Y quién habría de disfrutar de este torneo, si algunos de los lugares en las gradas quedarían vacíos para siempre; si miles de los sillones en las salas de televisión, ya no serían ocupados para ver la transmisión del evento; si un cambio repentino de canal o un corte inesperado, nos mostraran cómo la bandera de un green, se transforma en segundos en la de barras y estrellas, cubriendo un ataúd.
Ante tales expectativas, no fue difícil adivinar el siguiente paso: la posposición, por doce meses, de uno de los torneos más emocionantes y también —por las circunstancias que rodearon a la edición anterior—, uno de los más esperados: me refiero, obviamente, a la Copa Ryder, que se celebraría, a finales de septiembre, en el campo de The Belfry, en Sutton Coldfield, Inglaterra.
Hoy, cada golfista profesional de los Estados Unidos, además de compartir la tristeza de su país, ha tenido que añadir a su bagaje golfístico un lastre cuyo peso no puede ser transferido a la responsabilidad de su caddie; una carga emocional que no podrá ser liberada en cosa de días o semanas; un nuevo compañero inseparable con el que compartirá las horas de exposición en los espacios abiertos, de jueves a domingo, durante cada torneo en el que participe los próximos meses. Quién más podría ser este añadido, sino el inevitable miedo, quien habrá de fungir en los meses venideros como el no siempre objetivo consejero de cada uno de estos egregios jugadores.
No se necesita ser un acendrado pesimista para pensar que aún está lejos el final de este absurdo capítulo de la humanidad. Falta aún la consumación de la venganza y como consecuencia de ella, el incremento exponencial de un odio con capacidad ilimitada. Quedan aún muchos días de incertidumbre y no será extraño que las consecuencias de estos actos sigan influyendo en las decisiones relacionadas con este deporte.

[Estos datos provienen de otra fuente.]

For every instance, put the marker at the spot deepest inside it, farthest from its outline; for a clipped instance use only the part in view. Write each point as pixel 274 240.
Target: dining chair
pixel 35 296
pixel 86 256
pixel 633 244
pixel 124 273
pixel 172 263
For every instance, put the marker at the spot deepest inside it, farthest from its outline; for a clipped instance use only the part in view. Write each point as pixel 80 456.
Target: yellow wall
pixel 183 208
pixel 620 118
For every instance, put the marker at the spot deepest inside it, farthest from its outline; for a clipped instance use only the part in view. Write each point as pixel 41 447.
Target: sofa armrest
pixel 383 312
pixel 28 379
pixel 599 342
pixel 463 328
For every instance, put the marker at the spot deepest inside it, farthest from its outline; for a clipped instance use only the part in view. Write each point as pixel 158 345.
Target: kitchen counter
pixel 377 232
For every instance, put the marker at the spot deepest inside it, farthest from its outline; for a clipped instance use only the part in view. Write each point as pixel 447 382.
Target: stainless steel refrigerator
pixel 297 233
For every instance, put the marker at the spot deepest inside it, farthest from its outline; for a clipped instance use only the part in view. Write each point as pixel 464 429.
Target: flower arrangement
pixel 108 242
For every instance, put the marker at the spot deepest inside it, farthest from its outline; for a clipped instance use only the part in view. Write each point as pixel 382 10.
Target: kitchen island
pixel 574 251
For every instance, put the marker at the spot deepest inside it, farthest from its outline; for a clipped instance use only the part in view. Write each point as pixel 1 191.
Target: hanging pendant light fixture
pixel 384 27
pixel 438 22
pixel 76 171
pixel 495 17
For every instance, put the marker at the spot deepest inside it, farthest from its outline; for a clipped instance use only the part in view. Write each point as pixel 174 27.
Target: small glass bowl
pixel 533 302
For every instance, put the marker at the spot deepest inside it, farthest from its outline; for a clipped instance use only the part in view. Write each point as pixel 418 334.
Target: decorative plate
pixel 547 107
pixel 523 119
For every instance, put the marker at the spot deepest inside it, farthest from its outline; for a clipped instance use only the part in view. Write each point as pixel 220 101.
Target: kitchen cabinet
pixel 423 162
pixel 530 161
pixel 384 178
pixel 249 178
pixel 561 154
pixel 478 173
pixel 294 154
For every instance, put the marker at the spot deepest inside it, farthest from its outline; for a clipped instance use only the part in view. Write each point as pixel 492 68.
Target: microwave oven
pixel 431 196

Así pues, el golf profesional del orbe ha decidido unirse, en un acto de elemental respeto, al luto de miles y miles de personas que han perdido —por obra y gracia de la estupidez ignominiosa— a uno o más de sus seres queridos. Estamos aún en tiempos de reflexión, de tratar de entender las razones y sinrazones y de pedir por los que se fueron y los que sin ellos, se encuentran hoy mucho más solitarios. Ya habrá mejores tiempos para disfrutar el verde de los fairways y la emoción de los buenos tiros. Solo debemos esperar a que el humo se disipe y salga el sol que brillará nuevamente con alegría sobre los imponentes rascacielos que aún cortan el horizonte de la Gran Manzana.